Oh yeah, I'm crazy about Steel Series appliances, too. In fact, I think the Steel Series is totally worth the price.


----------



## Frank Nitty (Apr 21, 2021)

GarPil12 said:


> Oh yeah, I'm crazy about Steel Series appliances, too. In fact, I think the Steel Series is totally worth the price.


Wireless???


----------



## Romulanman (Apr 21, 2021)

Frank Nitty said:


> Wireless???


Mine aren't. That version was like $25 more and I sit right in front of the TV anyway.


----------



## Frank Nitty (Apr 21, 2021)

Romulanman said:


> Mine aren't. That version was like $25 more and I sit right in front of the TV anyway.

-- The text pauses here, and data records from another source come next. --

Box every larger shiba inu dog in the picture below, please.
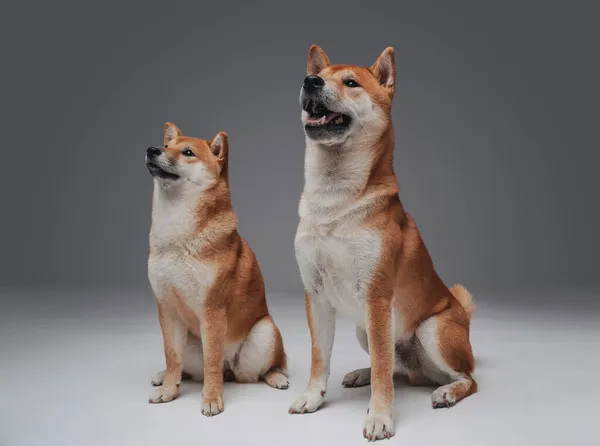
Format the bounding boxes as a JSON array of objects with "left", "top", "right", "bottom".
[
  {"left": 146, "top": 123, "right": 288, "bottom": 416},
  {"left": 288, "top": 46, "right": 477, "bottom": 441}
]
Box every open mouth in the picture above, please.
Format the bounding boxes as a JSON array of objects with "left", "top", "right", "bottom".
[
  {"left": 146, "top": 162, "right": 179, "bottom": 180},
  {"left": 302, "top": 99, "right": 351, "bottom": 130}
]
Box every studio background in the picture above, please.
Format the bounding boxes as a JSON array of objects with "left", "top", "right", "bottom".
[
  {"left": 2, "top": 0, "right": 598, "bottom": 296},
  {"left": 1, "top": 2, "right": 598, "bottom": 446}
]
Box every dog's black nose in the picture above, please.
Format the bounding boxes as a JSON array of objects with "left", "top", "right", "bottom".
[
  {"left": 303, "top": 75, "right": 325, "bottom": 92},
  {"left": 146, "top": 146, "right": 161, "bottom": 158}
]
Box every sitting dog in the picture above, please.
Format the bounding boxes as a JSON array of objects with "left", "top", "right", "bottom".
[
  {"left": 288, "top": 46, "right": 477, "bottom": 441},
  {"left": 146, "top": 123, "right": 288, "bottom": 416}
]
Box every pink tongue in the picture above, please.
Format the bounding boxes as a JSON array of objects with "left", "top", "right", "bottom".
[
  {"left": 324, "top": 112, "right": 341, "bottom": 123},
  {"left": 307, "top": 112, "right": 342, "bottom": 125}
]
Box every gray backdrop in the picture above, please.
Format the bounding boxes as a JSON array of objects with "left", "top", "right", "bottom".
[{"left": 1, "top": 0, "right": 598, "bottom": 295}]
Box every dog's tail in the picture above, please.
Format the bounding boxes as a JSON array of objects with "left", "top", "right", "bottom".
[{"left": 450, "top": 284, "right": 475, "bottom": 319}]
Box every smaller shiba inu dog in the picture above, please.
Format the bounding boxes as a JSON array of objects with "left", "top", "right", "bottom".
[{"left": 146, "top": 123, "right": 288, "bottom": 416}]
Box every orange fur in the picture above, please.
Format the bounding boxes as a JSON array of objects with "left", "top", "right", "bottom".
[
  {"left": 450, "top": 284, "right": 476, "bottom": 319},
  {"left": 291, "top": 46, "right": 477, "bottom": 440},
  {"left": 147, "top": 123, "right": 288, "bottom": 414},
  {"left": 305, "top": 293, "right": 325, "bottom": 389}
]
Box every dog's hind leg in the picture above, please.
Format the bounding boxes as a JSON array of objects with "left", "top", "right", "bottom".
[
  {"left": 342, "top": 326, "right": 371, "bottom": 388},
  {"left": 151, "top": 333, "right": 203, "bottom": 385},
  {"left": 232, "top": 315, "right": 289, "bottom": 389},
  {"left": 415, "top": 300, "right": 477, "bottom": 408}
]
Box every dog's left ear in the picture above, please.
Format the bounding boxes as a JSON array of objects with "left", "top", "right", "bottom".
[
  {"left": 370, "top": 47, "right": 396, "bottom": 95},
  {"left": 307, "top": 45, "right": 331, "bottom": 76},
  {"left": 209, "top": 132, "right": 228, "bottom": 172},
  {"left": 164, "top": 122, "right": 182, "bottom": 146}
]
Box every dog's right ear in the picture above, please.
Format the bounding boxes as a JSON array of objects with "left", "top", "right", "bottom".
[
  {"left": 209, "top": 131, "right": 228, "bottom": 165},
  {"left": 307, "top": 45, "right": 330, "bottom": 76},
  {"left": 164, "top": 122, "right": 182, "bottom": 146},
  {"left": 370, "top": 47, "right": 396, "bottom": 96}
]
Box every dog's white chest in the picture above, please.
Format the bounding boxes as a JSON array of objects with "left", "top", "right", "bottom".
[
  {"left": 148, "top": 252, "right": 215, "bottom": 303},
  {"left": 148, "top": 192, "right": 215, "bottom": 304},
  {"left": 295, "top": 226, "right": 381, "bottom": 327}
]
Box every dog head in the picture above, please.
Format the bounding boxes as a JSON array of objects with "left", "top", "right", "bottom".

I might have to pay it,the wire gets in the way sometimes


----------



## Romulanman (Apr 21, 2021)

Frank Nitty said:


> I might have to pay it,the wire gets in the way sometimes


Only time I noticed is when would jump up outta my chair to go piss before the next Warzone plunder match was loading up lol


----------



## Frank Nitty (Apr 21, 2021)

Romulanman said:


> Only time I noticed is when would jump up outta my chair to go piss before the next Warzone plunder match was loading up lol


Yeah exactly!!! I move around a lot so wireless would be the way for me to go


----------